Guide to Using Network QoS

Contents

  1. Overview
  2. Create a Secondary Network (NAD)
  3. Define a NetworkQoS Policy
  4. Create Sample Pods and Verify the Configuration
  5. Explain the NetworkQoS Object

1 Overview

Differentiated Services Code Point (DSCP) marking and egress bandwidth metering let you prioritize or police specific traffic flows. The new NetworkQoS Custom Resource Definition (CRD) in ovn-kubernetes makes both features available to Kubernetes users on all pod interfaces—primary or secondary—without touching pod manifests.

This guide provides a step-by-step example of how to use this feature. Before you begin, ensure that you have a Kubernetes cluster configured with the ovn-kubernetes CNI. Since the examples use network attachments, you must run the cluster with multiple network support enabled.
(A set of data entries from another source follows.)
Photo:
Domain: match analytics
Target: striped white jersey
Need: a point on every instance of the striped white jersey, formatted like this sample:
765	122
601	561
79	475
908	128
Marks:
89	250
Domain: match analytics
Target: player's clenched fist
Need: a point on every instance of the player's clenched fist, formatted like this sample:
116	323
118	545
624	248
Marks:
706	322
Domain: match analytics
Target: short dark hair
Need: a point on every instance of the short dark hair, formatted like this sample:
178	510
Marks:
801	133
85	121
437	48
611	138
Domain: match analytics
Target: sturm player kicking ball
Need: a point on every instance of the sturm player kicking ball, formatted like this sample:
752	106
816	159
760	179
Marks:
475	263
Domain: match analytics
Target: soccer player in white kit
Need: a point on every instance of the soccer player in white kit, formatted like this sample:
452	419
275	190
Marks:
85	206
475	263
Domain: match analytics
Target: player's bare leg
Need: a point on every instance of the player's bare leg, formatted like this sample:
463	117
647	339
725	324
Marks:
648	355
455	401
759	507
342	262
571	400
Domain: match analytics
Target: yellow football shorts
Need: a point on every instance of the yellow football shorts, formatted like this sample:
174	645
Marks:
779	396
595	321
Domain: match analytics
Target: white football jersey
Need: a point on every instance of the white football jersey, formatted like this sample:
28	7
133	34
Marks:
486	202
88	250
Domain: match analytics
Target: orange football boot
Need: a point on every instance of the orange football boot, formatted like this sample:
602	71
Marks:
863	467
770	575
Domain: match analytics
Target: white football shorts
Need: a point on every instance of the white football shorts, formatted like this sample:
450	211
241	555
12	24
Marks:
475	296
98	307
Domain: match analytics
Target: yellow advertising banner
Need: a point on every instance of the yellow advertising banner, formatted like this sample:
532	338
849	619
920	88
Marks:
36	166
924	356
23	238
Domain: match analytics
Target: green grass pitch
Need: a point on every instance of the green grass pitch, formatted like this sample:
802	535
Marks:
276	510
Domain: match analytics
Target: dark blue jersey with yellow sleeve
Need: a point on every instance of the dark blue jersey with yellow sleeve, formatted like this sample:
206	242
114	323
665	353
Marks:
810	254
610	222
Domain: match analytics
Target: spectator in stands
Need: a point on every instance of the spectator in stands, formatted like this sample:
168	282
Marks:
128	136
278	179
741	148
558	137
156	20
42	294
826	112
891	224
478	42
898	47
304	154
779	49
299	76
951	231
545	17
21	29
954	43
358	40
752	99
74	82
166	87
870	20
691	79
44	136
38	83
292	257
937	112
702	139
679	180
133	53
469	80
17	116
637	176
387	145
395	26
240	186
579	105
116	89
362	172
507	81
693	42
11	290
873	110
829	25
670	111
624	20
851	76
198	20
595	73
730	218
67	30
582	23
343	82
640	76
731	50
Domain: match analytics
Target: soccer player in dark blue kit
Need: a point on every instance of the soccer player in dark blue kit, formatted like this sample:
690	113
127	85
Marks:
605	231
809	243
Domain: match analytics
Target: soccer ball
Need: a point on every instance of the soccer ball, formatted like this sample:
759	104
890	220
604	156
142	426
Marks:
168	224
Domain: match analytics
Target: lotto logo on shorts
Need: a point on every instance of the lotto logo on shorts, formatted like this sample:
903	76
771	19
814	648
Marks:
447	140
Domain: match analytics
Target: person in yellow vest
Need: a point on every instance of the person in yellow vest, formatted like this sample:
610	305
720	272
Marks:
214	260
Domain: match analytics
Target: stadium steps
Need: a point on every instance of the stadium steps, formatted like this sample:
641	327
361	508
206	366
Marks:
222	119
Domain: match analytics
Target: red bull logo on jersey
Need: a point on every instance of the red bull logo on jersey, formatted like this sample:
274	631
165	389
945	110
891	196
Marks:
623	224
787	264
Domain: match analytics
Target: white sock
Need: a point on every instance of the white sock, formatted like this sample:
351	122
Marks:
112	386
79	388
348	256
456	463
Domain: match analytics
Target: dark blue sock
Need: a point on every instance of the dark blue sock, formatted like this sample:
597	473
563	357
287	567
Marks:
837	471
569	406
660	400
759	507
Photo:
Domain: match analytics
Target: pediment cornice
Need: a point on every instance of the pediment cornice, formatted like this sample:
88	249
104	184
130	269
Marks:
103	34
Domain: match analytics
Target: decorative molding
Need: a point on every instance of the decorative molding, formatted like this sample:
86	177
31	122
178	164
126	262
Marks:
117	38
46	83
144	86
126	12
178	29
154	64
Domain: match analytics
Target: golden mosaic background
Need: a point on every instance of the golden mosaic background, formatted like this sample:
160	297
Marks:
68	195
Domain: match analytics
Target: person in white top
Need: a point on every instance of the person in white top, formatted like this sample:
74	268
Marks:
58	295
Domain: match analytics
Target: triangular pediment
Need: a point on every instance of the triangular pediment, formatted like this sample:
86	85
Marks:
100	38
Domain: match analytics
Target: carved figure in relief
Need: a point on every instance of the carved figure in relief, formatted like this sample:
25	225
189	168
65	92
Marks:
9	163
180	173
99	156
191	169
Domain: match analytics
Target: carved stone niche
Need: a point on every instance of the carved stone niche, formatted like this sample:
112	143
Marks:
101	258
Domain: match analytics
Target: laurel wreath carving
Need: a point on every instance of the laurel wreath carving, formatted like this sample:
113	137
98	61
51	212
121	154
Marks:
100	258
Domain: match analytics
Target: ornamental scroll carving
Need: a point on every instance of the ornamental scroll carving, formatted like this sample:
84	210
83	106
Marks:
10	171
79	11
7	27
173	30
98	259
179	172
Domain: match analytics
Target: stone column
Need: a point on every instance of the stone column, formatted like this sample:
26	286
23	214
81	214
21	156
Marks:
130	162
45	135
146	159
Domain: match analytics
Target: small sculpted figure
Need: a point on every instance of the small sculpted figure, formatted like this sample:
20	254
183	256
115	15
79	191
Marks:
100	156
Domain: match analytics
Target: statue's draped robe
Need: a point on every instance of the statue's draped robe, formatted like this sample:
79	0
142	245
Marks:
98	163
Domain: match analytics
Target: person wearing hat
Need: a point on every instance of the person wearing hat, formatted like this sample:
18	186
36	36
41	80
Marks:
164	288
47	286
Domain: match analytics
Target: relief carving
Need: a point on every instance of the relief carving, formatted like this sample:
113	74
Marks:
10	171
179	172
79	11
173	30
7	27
In a kind cluster, you would use the following flags:

cd contrib
./kind-helm.sh -nqe -mne ;  #  --enable-network-qos --enable-multi-network

2 Create a Secondary Network

File: nad.yaml

apiVersion: k8s.cni.cncf.io/v1
kind: NetworkAttachmentDefinition
metadata:
  name: ovn-stream
  namespace: default
  labels:                   # label needed for NetworkQoS selector
    nad-type: ovn-kubernetes-nqos
spec:
  config: |2
    {
            "cniVersion": "1.0.0",
            "name": "ovn-stream",
            "type": "ovn-k8s-cni-overlay",
            "topology": "layer3",
            "subnets": "10.245.0.0/16/24",
            "mtu": 1300,
            "master": "eth1",
            "netAttachDefName": "default/ovn-stream"
    }
Why the label? NetworkQoS uses a label selector to find matching NADs. Without at least one label, the selector cannot match.
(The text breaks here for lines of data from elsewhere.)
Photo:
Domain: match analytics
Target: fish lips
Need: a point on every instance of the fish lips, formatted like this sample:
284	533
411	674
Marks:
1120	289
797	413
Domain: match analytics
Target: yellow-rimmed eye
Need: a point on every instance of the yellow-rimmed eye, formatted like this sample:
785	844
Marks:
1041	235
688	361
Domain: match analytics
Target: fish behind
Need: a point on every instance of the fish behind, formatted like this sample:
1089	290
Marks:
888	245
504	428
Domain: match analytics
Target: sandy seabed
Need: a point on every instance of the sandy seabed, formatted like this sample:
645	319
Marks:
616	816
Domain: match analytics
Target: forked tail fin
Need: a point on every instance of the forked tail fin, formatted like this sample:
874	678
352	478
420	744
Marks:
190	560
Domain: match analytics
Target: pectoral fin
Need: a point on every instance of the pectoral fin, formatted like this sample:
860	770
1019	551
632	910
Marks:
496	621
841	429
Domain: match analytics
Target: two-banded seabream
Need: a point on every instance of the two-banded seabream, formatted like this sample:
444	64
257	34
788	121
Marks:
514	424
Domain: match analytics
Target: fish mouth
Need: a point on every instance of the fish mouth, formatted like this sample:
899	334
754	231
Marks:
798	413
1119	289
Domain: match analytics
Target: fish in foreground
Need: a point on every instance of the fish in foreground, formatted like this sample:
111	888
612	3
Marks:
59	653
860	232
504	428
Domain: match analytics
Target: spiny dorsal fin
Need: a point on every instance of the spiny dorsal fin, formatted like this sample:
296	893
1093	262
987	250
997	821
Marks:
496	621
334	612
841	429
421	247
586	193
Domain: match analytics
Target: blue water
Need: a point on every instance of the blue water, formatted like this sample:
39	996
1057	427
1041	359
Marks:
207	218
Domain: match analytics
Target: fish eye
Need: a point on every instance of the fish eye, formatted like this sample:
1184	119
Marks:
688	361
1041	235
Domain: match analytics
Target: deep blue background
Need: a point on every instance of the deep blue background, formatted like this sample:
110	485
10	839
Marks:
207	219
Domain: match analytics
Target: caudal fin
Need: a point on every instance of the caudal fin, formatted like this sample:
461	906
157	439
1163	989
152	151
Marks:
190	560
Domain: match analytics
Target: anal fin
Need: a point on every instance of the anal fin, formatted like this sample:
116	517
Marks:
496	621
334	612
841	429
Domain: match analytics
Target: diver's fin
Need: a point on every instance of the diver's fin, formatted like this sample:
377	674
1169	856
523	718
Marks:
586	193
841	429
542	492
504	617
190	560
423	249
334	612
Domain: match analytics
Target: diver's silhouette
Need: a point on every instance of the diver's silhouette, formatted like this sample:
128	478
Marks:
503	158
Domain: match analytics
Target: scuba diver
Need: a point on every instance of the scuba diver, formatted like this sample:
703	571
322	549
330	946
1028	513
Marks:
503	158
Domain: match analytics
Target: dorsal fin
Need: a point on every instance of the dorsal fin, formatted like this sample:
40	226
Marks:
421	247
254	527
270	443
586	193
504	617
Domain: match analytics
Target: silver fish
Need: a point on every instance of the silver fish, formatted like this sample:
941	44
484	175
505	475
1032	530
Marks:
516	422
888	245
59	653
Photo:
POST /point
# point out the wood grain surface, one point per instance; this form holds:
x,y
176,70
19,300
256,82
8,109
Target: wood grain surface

3 Define a NetworkQoS Policy

File: nqos.yaml

apiVersion: k8s.ovn.org/v1alpha1
kind: NetworkQoS
metadata:
  name: qos-external
  namespace: default
spec:
  networkSelectors:
  - networkSelectionType: NetworkAttachmentDefinitions
    networkAttachmentDefinitionSelector:
      namespaceSelector: {}  # any namespace
      networkSelector:
        matchLabels:
          nad-type: ovn-kubernetes-nqos
  podSelector:
    matchLabels:
      nqos-app: bw-limited
  priority: 10              # higher value wins in a tie-break
  egress:
  - dscp: 20               
    bandwidth:
      burst: 100            # kilobits
      rate: 20000           # kbps
    classifier:
      to:
      - ipBlock:
          cidr: 0.0.0.0/0
          except:
          - 10.11.12.13/32
          - 172.16.0.0/12
          - 192.168.0.0/16
A full CRD template lives here.

The egress field is a list, allowing you to define multiple markings and bandwidth limits based on different classifiers.
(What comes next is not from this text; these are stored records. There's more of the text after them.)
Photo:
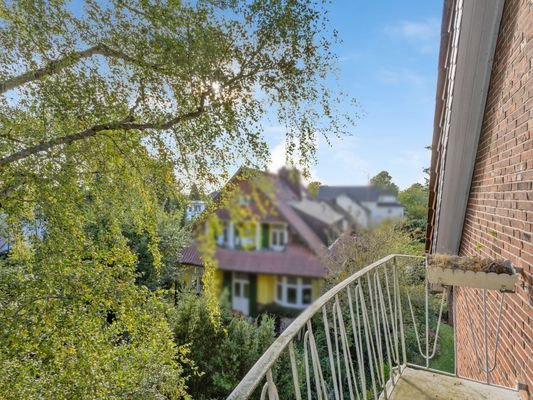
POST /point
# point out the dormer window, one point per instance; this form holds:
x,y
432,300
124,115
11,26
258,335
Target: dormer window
x,y
278,237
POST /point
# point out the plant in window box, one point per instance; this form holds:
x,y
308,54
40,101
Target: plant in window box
x,y
474,272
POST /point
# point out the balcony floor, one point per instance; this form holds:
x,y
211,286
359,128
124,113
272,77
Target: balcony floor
x,y
423,385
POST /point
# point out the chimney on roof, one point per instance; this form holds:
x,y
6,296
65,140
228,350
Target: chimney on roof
x,y
291,177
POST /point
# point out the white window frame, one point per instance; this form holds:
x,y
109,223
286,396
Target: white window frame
x,y
300,286
276,229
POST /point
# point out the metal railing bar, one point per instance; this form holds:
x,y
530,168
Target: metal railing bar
x,y
330,353
248,384
337,351
357,343
294,369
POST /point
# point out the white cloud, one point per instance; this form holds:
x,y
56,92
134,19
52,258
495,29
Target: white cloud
x,y
424,34
402,76
426,29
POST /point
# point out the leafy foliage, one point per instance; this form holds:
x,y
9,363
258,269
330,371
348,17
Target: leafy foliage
x,y
384,180
103,104
74,323
222,355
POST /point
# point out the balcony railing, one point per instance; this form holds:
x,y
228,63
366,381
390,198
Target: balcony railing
x,y
357,340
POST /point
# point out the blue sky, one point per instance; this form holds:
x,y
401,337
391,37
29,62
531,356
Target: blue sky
x,y
388,62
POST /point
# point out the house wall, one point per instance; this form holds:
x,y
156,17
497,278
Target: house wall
x,y
357,212
266,285
499,215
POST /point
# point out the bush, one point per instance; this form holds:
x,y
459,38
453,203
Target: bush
x,y
222,355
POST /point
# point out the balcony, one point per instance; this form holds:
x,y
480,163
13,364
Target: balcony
x,y
375,335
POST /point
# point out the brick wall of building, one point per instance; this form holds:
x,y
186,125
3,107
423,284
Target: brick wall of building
x,y
499,217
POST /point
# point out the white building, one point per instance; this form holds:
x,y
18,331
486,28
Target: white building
x,y
367,205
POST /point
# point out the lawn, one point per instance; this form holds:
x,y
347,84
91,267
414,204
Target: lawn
x,y
444,360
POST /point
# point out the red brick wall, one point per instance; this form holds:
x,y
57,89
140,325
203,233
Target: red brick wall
x,y
499,217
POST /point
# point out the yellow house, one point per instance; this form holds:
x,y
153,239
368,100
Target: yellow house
x,y
277,264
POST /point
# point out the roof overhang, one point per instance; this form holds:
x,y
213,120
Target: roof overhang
x,y
469,35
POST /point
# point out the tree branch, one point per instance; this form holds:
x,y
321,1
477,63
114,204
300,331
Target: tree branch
x,y
126,124
67,61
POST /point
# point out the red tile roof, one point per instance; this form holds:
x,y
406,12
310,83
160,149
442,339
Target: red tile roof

Note that this configuration will apply to the NAD of pods based on the network selector, and only on pods that have the label nqos-app: bw-limited.

$ kubectl create -f nad.yaml && \
  kubectl create -f nqos.yaml

networkattachmentdefinition.k8s.cni.cncf.io/ovn-stream created
networkqos.k8s.ovn.org/qos-external created
At this point, the output from kubectl get networkqoses will look like this:

$ kubectl api-resources -owide | head -1 ; \
  kubectl api-resources -owide | grep NetworkQoS
NAME                                SHORTNAMES         APIVERSION                          NAMESPACED   KIND                               VERBS                                                        CATEGORIES
networkqoses                                           k8s.ovn.org/v1alpha1                true         NetworkQoS                         delete,deletecollection,get,list,patch,create,update,watch

$ kubectl get networkqoses qos-external -n default -owide
NAME           STATUS
qos-external   NetworkQoS Destinations applied

4 Create Sample Pods and Verify the Configuration

4.1 Launch Test Pods

To test this, let's create a pod using a helper function that allows us to add labels to it.

File: create_pod.source

create_pod() {
    local pod_name=${1:-pod0}
    local node_name=${2:-ovn-worker}
    local extra_labels=${3:-}

    NAMESPACE=$(kubectl config view --minify --output 'jsonpath={..namespace}')
    NAMESPACE=${NAMESPACE:-default}

    if ! kubectl get pod "$pod_name" -n "$NAMESPACE" &>/dev/null; then
        echo "Creating pod $pod_name in namespace $NAMESPACE..."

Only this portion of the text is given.